I snapped. “Not interesting?!” I yelped. “It sounded completely crap!”

“Well, I wouldn't go that far but…,” he stuttered. I cut him off before he could come out with any more rubbish.

“I can't believe you actually listen to music on that shitty stereo,” I said. “Your cassette player needs its heads cleaned, which is something you might have noticed if you had actually been fucking listening!”

He gaped at me in shock. Perhaps he'd never had a musician do anything but kiss his spotty behind before. “Give me back my tape,” I demanded.

“What?” he gulped, evidently having difficulty adjusting to this dynamic shift in the nature of our relationship.

“Just give it back,” I said. “I'm going to find someone else around here to play it to. Someone who's got more than wax between his ears.”

“Look, I didn't like it,” he snapped defensively. “And if I don't like it nobody else here's gonna like it either.”

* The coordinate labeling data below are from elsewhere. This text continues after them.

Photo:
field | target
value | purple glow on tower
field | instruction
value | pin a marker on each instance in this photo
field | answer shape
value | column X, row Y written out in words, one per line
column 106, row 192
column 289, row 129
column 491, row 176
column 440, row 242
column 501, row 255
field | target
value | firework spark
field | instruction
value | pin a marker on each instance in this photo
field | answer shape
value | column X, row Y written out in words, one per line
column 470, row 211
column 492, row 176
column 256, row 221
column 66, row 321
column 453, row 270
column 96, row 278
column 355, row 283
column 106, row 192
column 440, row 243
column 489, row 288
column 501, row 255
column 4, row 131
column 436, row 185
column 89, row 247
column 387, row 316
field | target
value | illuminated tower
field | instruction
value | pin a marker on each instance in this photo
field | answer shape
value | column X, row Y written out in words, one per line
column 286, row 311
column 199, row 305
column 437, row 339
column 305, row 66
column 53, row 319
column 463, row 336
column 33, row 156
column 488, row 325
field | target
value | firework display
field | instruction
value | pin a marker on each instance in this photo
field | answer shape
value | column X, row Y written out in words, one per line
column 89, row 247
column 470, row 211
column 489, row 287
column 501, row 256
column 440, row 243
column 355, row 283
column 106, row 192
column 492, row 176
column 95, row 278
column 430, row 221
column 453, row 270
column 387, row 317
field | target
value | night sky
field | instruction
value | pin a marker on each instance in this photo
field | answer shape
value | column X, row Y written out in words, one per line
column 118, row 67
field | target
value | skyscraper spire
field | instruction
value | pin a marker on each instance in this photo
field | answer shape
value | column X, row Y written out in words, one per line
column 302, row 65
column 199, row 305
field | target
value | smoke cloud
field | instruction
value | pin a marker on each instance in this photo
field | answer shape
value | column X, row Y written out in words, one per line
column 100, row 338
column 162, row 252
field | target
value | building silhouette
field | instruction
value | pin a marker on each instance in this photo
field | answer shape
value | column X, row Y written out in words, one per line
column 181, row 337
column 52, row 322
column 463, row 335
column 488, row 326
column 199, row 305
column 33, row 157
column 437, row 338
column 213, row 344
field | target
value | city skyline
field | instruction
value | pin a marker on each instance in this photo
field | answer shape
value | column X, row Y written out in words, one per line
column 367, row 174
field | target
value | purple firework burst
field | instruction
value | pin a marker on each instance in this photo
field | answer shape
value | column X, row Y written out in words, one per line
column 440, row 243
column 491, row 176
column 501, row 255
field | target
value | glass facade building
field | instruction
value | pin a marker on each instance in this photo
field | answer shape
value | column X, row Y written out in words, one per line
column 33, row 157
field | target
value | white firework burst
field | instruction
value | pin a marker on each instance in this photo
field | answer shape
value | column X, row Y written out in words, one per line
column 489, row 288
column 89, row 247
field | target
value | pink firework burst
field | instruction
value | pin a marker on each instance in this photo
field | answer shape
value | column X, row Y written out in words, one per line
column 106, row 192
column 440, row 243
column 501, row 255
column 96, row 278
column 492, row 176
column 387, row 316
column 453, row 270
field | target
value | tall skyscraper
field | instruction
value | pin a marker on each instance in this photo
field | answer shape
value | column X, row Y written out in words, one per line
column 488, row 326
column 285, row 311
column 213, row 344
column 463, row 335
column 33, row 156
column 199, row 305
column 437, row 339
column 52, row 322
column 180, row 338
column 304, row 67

“Just give me the tape, shithead,” I snarled.

He nervously handed my package back. I stormed out of his office, cheeks burning with outrage and humiliation.

And then my luck finally changed. Walking down the corridor came the familiar figure of Bill Drummond. “Hi, Neil,” said the Teardrop Explodes' former manager cheerfully. “What brings you to WEA?”

It transpired that Bill had a label called Korova, to which his bands (including Echo & the Bunnymen) were initially signed. Bill had sold a controlling interest to WEA, where he now operated as an independent A&R man. He would be paid a percentage of the company's earnings for any new bands that he picked up. He took me into his office (a much more impressive affair than the A&R hack's cubicle) and, out of politeness, listened to the tape that had just been rejected. He listened carefully, at high volume, with growing enthusiasm. He stopped the tape after each track and asked questions before continuing. He played some parts twice. By the end he was grinning widely, declaring that he was eager to see us perform.